Case in point: Chicago.
As a city that sees more than its share of climatic extremes - hot, humid days in the summer and frigid, snowy periods in the winter - the idea of saving money on heating and cooling bills is an idea well received by many in this urban center of nearly 3 million people. It all started at City Hall, where the area’s first green roofing project was completed in 2001.
According to the City of Chicago’s website, that rooftop garden consists of 20,000 plants, shrubs, and trees of more than 100 species, the majority of which are designed to thrive in the often harsh conditions present on the building’s roof - extreme temperatures, direct sunlight, and gusty winds. Results have been impressive: When Chicago city officials compared heat readings between the Cook County Building’s tar roof and City Hall’s planted roof on Aug. 9, 2001, the temperature difference between the two was more than 50 degrees F.

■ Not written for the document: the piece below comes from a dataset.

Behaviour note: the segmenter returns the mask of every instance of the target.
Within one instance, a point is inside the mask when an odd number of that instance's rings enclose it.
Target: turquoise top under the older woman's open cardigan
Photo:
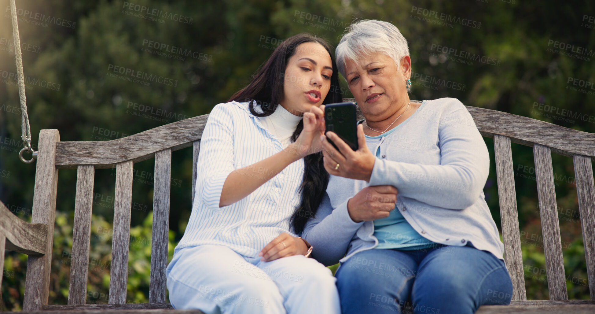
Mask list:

Besides greatly reducing the building’s energy costs, Chicago’s first green roofing initiative has helped mitigate the urban heat island effect - created in the summer by black roofs and pavements that absorb sunlight at a higher rate - and created cleaner air in the midst of a city where vehicles and machinery pollute. When it rains 1 inch, the garden is able to retain and use 75 percent of that water before run-off begins entering the sewer system, according to statistics provided by the city. This reduces strain on Chicago’s wastewater infrastructure after major storms.
Even more remarkable about a project like the one atop Chicago City Hall is that a landscaped roof can last more than twice as long as a conventional roof, which may be why the idea is gaining momentum quickly in Chicago and cities across the nation. In fact, Chicago alone had more than 80 public and private green roof projects under way as of June 2004, some of which have been installed at high-profile facilities like Soldier Field and the recently completed Millennium Park.